Ma forse il punto vero è un altro, e magari l’allarme del duo Giorgetti-Cingolani a quello fa riferimento. Al fatto cioè che la transizione energetica è un dato obbligato ma che qualunque sia il percorso da intraprendere non sarà a costo zero, anzi sarà fatto di lacrime e sangue. Il principio non sembra essere chiaro all’opinione pubblica e in qualche misura viene sottaciuto dalla forze politiche che più sono interessate. A partire dai Cinquestelle che affrontano la questioni con un taglio fortemente ideologico tralasciando i riflessi sulla vita dei cittadini.
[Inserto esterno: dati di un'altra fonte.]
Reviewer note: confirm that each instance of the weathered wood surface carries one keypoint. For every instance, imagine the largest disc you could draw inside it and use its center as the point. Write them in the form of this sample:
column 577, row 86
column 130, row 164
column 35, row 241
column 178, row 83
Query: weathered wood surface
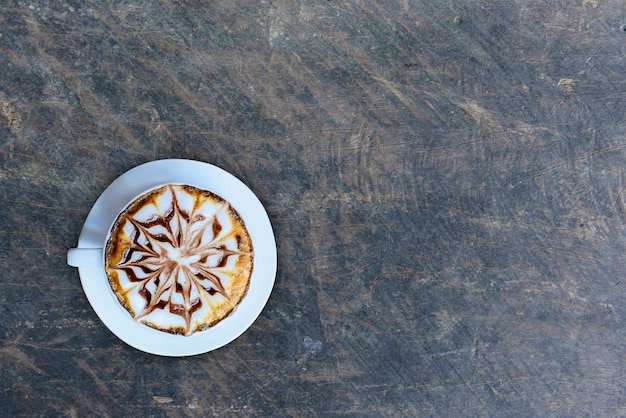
column 445, row 180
Nella mente di una buona fetta di italiani, infatti, la transizione ecologica significa vedersi ad un certo punto circondati da verdissimi prati e alberi in fiore. Suona come una (ri)conquistata dimensione bucolica dove la Natura diventa amica per intima convinzione e l’aria si purifica per legge. È un pensiero magico che tuttavia viene alimentato da un sottofondo ideologico mosso da chi considera la transizione ecologica un tappeto lastricato di fiori che migliorerà la vita di tutti: basta volerlo.

Naturalmente non è così. Lottare e impegnarsi per rendere il pianeta meno inquinato e più sostenibile è un obiettivo che non può essere messo in discussione. Tuttavia sarebbe opportuno che venissero poste in chiaro in modo che i cittadini possano conoscerle e valutarle tutte le opzioni sul tappeto, con relativo calcolo dei costi e benefici. Soprattutto, ripetiamo, sotto il profilo occupazionale. Vale la pena di insistere su questo fronte così fortemente impattante per gli aspetti simbolici che contiene. La transizione richiederà mano d’opera formata e specializzata nonché, assai verosimilmente, ridotta nei numeri. Scatenerà una concorrenza tra Paesi sotto il profilo della formazione. Se guardiamo ai recenti dati Invalsi, il nostro è un Paese dove metà dei maturandi conosce poco l’italiano e pochissimo la matematica. Dunque sarebbe necessario uno sforzo fondamentale sotto il profilo educativo, rendendo il nostro sistema scolastico meno precario di com’è. Al momento la discussione è sulle mascherine e la Dad.

Dobbiamo essere pronti alle nuove sfide altrimenti saremo travolti. Ma per farlo occorre prudenza, saggezza e capacità d’analisi. Svolazzare sul piano dell’ideologia ci porta fuori strada. E sarebbero guai grossi per tutti.